Michael Wong and co-workers at the Carnegie Institution for Science in Washington, DC, USA together with other colleagues from the US, Austria, Canada, China, Belgium, Norway, Australia, the UK and France used artificial intelligence to wade through the results of geochemical analysis of over 400 ancient and modern carbon-bearing samples. (Wong, M.I. and 28 others 2025. Organic geochemical evidence for life in Archean rocks identified by pyrolysis–GC–MS and supervised machine learning. Proceedings of the National Academy of Sciences, v. 122, article e2514534122: DOI: 10.1073/pnas.2514534122). Their objective was to track the presence of organically derived molecules as far back as possible. Their approach bears a passing resemblance to that used to build genomes of ancient fossils from broken bits of DNA that reside in them. Like DNA, bio-molecules degrade over time, but leave fragments in rocks that can be detected using pyrolysis gas chromatography and mass spectrometry. In itself PGC-MS is not especially new, but using artificial intelligence (machine learning) on a massive date set certainly is: perhaps the first major trial of AI in geology.

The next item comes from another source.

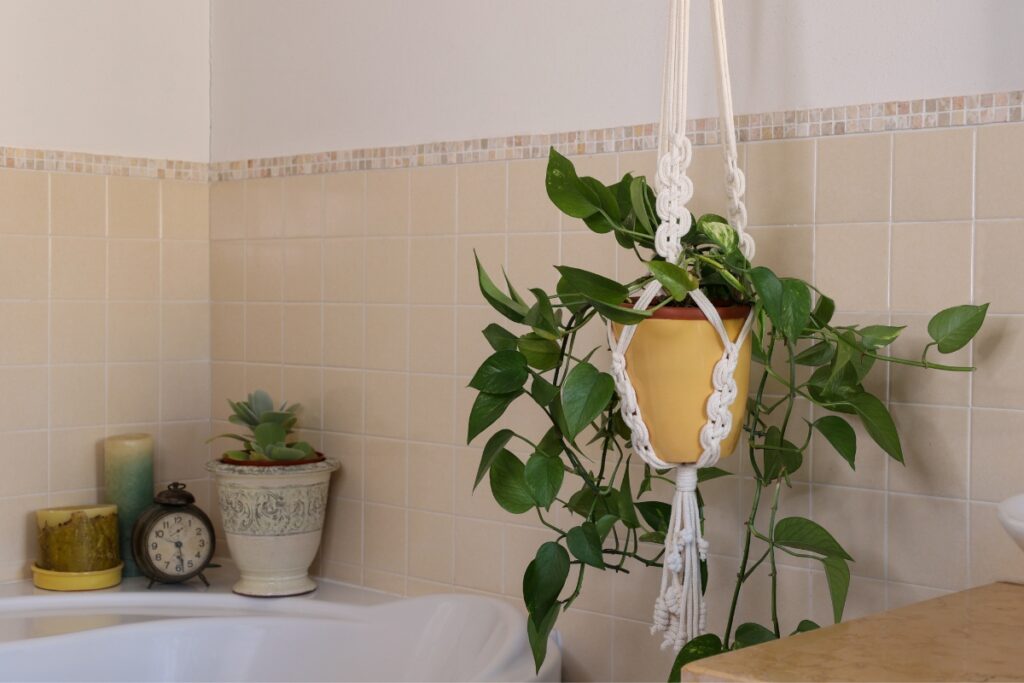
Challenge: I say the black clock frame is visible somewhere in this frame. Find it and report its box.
[131,481,217,588]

Percentages of samples designated as biogenic by Wong et al’s AI analysis. Credit: Wong et al, Fig 4

Their samples were not just ancient rocks going back into the Archaean as far back as 3.5 Ga, but included modern biological material, meteorites presumed to have been devoid of life since their origin in pre-solar system times and synthetic samples. Wong et al divided 272 samples with known biological affinities into 9 groups to train the AI algorithm. The analytical method breaks down organic and inorganic carbonaceous materials into fragments of molecules: the opposite of DNA sequencing. When subjected to PGC-MS each type of living organism, from bacteria to animals produces a distinct pattern of molecular fragments. The AI analysis is based on a sophisticated statistical algorithm being trained to recognise ‘debris’ from organic and inorganic carbonaceous compounds according to each sample’s geochemical ‘fingerprint’. Part of the ‘training’ was based on sediments that contain irrefutable fossil samples from as far back in time as the Mesoproterozoic (1000 Ma). Another part was based on definitely inorganic materials, such as carbonaceous meteorites. AI proved able to distinguish biological from inorganic material with a probability up to 0.9 (90%). These results suggested that older, more biologically uncertain material could be assessed.

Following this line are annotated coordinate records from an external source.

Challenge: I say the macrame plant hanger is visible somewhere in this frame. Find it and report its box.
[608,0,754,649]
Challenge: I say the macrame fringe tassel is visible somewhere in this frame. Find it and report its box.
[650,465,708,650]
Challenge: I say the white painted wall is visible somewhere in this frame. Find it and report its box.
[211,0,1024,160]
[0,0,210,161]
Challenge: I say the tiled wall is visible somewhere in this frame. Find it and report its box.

The AI was able to distinguish general biogenic affinities from inorganic ones in samples with decreasing success going back in time: as high as 0.93 in the Phanerozoic to 0.47 in the Archaean. The oldest samples that reached the probability threshold for this distinction (0.6) were 3.3 Ga cherts from the Barberton Greenstone Belt in South Africa. Another distinction between photosynthetic and and non-photosynthetic affinities among the samples that ‘passed’ as probably biotic reached the 0.6 probability threshold at 2.5 Ga for a sample from South Africa. Non-photosynthetic, but still probably biotic samples extend as far back as 3.5 Ga in South African and Western Australian Greenstone Belts.

Although Wong et al’s preliminary exploration with their novel approach doesn’t take us beyond the current 3.4 to 3.5 Ga age for the earliest tangible suggestions of life. However, they note ‘…our sample inventory is notably lacking in ancient abiogenic samples’. This is a good indication of the promise for further progress that the approach offers. Previous research has sought intact biogenic molecules, with not a great deal of luck, over several decades. Their final conclusion is ‘…information-rich attributes of ancient organic matter, even though highly degraded and with few if any surviving biomolecules, have much to reveal about the nature and evolution of life.’ They have opened a very important avenue in palaeobiological research , as their methodology seems capable of fine tuning to all manner of pro- and eukaryote biochemical distinctions. It could even be used with extraterrestrial material, should we ever get any …

See also: Walsh, E. 2025. Researchers report earliest molecular evidence of photosynthetic life. Chemical & Engineering News, 18 November 2025.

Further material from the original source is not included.